When we sold that house, we moved into a bigger house so we were able to take all our stuff. Our new house was a dream come true for me. It sat on a half an acre in a pine and oak forest–so lovely and quiet. We didn’t mind leaving most of the land fairly natural which was a good thing. My efforts at gardening were most appreciated by the deer as they love roses, thorns and all. But planting anything there was very frustrating for me, so I lost interest in it pretty quick. However, I did use some of my building skills while we lived there. I created a lovely laundry room in the garage and in the process, learned to use a tile saw–cuts like butta.

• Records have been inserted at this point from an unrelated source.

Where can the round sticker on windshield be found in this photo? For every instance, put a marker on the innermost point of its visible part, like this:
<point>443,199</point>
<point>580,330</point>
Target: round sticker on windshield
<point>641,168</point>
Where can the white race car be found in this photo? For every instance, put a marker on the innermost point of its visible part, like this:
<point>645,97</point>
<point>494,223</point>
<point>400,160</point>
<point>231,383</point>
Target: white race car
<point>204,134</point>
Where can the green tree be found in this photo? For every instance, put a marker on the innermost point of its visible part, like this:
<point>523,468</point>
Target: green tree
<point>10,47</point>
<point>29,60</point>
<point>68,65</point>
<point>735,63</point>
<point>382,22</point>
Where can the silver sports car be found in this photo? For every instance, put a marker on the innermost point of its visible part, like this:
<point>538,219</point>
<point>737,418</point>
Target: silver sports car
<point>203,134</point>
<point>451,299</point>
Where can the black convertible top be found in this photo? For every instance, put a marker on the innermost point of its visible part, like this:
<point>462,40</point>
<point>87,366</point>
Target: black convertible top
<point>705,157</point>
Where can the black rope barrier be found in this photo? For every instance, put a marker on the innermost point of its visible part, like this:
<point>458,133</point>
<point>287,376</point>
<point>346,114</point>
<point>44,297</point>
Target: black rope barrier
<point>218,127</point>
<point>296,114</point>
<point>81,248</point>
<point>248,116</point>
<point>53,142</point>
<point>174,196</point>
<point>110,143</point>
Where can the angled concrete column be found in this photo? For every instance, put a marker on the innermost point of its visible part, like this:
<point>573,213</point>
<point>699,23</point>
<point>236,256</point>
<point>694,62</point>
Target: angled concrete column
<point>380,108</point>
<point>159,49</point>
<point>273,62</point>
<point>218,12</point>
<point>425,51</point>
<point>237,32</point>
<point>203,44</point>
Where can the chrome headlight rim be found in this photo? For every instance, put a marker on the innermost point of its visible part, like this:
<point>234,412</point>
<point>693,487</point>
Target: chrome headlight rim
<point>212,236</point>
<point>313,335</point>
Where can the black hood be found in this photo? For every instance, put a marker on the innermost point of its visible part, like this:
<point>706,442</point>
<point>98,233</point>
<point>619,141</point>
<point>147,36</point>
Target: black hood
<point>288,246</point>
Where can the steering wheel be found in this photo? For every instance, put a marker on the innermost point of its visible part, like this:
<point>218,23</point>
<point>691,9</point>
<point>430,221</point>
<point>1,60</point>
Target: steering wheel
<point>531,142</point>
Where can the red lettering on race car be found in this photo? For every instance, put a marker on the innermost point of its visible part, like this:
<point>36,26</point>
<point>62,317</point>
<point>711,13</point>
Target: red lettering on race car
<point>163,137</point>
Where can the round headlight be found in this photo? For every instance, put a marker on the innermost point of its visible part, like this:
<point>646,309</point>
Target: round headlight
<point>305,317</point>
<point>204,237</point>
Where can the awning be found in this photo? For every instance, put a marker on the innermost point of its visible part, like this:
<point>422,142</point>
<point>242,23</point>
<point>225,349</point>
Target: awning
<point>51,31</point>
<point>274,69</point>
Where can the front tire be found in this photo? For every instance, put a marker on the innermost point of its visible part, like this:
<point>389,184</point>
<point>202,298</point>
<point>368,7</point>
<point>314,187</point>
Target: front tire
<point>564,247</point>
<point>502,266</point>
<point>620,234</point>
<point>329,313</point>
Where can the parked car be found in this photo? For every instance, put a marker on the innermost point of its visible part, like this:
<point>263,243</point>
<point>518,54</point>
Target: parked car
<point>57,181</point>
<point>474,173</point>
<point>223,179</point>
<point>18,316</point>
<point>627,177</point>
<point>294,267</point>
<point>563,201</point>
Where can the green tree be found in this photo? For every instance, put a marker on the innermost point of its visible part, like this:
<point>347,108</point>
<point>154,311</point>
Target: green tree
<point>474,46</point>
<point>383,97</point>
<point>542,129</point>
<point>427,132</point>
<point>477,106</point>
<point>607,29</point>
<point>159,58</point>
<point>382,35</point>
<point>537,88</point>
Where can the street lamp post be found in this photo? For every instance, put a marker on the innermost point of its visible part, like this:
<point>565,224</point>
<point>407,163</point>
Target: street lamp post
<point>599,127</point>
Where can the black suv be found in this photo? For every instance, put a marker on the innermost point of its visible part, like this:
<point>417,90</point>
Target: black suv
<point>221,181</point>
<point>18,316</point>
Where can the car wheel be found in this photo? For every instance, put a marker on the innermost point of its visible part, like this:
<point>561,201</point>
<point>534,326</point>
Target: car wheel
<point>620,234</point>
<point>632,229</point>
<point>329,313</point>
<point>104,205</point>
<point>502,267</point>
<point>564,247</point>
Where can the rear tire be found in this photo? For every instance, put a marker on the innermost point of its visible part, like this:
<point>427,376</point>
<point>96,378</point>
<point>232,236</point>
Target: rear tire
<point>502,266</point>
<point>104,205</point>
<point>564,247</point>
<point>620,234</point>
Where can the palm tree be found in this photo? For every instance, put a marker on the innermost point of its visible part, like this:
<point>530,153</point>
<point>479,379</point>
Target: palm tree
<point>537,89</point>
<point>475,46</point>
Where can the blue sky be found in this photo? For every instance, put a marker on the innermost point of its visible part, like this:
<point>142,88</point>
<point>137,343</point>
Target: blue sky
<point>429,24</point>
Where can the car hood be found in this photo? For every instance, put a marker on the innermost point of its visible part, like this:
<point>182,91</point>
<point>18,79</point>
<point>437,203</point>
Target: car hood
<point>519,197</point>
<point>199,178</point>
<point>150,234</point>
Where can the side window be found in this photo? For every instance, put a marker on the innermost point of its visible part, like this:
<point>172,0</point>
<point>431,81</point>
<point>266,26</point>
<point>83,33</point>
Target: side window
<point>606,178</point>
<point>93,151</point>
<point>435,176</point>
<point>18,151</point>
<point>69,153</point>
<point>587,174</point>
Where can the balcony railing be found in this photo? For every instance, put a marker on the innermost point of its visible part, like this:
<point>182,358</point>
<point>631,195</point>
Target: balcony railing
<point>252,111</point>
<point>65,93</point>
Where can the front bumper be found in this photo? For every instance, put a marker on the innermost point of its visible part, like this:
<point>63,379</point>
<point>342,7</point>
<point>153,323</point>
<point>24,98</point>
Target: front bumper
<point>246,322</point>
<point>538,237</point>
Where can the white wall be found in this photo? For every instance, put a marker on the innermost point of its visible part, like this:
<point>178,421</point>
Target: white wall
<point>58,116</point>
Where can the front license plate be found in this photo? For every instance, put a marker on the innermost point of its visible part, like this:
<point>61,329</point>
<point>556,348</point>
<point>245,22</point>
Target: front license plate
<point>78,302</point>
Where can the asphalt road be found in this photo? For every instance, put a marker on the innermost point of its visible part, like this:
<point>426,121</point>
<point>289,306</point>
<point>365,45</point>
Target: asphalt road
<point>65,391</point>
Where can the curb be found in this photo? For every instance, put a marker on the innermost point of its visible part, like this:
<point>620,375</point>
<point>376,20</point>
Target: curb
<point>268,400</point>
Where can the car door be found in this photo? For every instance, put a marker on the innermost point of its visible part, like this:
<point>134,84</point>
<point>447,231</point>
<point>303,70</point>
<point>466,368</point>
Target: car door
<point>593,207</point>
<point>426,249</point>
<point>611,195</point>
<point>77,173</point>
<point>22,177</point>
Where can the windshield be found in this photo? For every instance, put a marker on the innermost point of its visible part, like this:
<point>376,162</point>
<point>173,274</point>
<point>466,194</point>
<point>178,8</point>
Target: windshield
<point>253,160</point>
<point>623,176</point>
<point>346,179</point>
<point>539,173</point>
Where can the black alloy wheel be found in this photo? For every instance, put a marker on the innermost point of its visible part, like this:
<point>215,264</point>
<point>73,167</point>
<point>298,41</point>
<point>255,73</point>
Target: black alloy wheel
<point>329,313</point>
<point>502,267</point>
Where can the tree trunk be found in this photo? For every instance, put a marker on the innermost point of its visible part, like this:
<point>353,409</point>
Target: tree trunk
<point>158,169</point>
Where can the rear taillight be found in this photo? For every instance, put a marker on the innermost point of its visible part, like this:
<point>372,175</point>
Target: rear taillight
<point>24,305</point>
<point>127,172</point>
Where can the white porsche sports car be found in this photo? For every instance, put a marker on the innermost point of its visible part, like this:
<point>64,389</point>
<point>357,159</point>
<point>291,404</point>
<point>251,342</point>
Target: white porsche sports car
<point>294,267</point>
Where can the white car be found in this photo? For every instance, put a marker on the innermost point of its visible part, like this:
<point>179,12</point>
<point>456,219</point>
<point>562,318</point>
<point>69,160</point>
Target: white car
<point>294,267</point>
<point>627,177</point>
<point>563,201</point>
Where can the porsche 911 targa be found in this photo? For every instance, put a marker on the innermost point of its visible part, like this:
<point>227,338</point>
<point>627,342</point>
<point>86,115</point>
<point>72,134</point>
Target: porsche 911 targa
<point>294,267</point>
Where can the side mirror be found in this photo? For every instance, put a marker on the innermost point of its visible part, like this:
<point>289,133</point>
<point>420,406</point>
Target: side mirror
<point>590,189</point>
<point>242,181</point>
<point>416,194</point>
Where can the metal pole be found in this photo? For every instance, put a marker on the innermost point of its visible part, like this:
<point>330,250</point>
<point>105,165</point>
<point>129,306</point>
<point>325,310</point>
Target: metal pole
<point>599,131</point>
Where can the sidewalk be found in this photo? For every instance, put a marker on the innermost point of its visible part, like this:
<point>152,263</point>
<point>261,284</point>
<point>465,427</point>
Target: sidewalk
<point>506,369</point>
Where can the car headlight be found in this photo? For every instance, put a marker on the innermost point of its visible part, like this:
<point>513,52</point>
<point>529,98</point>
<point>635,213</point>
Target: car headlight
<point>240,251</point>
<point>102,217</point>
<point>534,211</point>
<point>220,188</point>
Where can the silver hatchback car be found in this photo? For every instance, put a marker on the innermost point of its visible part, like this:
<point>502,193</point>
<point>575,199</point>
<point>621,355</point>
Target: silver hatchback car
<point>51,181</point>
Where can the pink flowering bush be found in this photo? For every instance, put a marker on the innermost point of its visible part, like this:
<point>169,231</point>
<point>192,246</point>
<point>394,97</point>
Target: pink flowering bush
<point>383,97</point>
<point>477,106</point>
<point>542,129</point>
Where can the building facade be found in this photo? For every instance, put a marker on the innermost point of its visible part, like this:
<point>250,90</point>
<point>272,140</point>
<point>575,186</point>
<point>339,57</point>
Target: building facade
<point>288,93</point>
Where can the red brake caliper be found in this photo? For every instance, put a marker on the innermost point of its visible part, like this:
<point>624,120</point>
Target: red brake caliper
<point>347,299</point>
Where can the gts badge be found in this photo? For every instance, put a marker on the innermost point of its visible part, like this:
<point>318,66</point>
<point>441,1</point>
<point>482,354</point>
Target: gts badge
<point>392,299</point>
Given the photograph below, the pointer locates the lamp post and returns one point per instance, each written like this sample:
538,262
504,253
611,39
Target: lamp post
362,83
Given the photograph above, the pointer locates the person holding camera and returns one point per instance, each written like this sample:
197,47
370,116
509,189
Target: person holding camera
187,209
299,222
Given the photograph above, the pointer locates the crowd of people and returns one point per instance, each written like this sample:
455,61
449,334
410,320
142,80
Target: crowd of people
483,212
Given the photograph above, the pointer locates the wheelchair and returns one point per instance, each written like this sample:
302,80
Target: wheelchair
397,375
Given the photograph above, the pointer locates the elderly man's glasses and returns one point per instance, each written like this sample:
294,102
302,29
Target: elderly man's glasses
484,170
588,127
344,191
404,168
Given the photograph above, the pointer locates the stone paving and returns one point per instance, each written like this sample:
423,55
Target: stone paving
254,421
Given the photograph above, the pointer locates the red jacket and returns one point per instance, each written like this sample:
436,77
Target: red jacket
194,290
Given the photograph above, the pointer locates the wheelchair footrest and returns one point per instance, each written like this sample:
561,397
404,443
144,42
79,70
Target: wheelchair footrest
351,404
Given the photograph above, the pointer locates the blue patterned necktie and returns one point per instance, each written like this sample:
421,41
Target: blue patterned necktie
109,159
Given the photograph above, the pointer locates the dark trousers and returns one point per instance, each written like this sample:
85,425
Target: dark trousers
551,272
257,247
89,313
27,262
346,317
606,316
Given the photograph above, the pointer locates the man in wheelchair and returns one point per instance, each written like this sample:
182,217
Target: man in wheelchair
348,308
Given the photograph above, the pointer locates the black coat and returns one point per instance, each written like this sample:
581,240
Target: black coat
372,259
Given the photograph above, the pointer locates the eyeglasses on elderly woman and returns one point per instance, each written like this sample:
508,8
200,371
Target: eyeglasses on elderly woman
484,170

Also, I installed a custom stainless steel sink and cabinets and rewired all the lighting and switches and some of the outlets in the garage.
Oh, and I replaced a 17′ x 30′ deck with all new foundation, decking, posts, rails, stairs and lighting on timers. While building the deck, I discovered why Gorilla Glue has that name–wherever it gets on your body, it turns black. At some point, I got it all over the palms of my hands. By this time I was well involved with my next consuming interest–bellydancing. For a few days, my gorilla hands were a bit incongruent with the rest of my costume.
In 2000, I discovered that bellydancing was a fun way to exercise. And I loved dressing up in sparkly, feminine costumes–more stuff! And Zora was born. I started making my own costumes which led to starting my costuming business in 2002: Zora’s Personal Seamstress. For eight years, I was immersed in the bellydancing and costuming world and accumulated a lot of stuff. In addition to sewing machines and books, lots of books, I have fabric and trim and beads, jewelry and costumes. During that time, I started dying silk for veils and had fun creating some abstract silk paintings and tie-dyed T-shirts. I love the colors and wild patterns of the dyes on silk and cotton.
Currently, I’m passionate about indoor rock climbing and quilting–and yes, more stuff–rock shoes, climbing harness, carabiners and a closet full of fabric. Lily Street Quilts, my longarm quilting business is going very well and keeping me busy. Had to add one more activity though. In April, I got my HAM Radio license and have joined the San Jose ARES/RACES team. So far I’m happy with a hand-held radio. But who knows, maybe there is a high powered antenna in my future.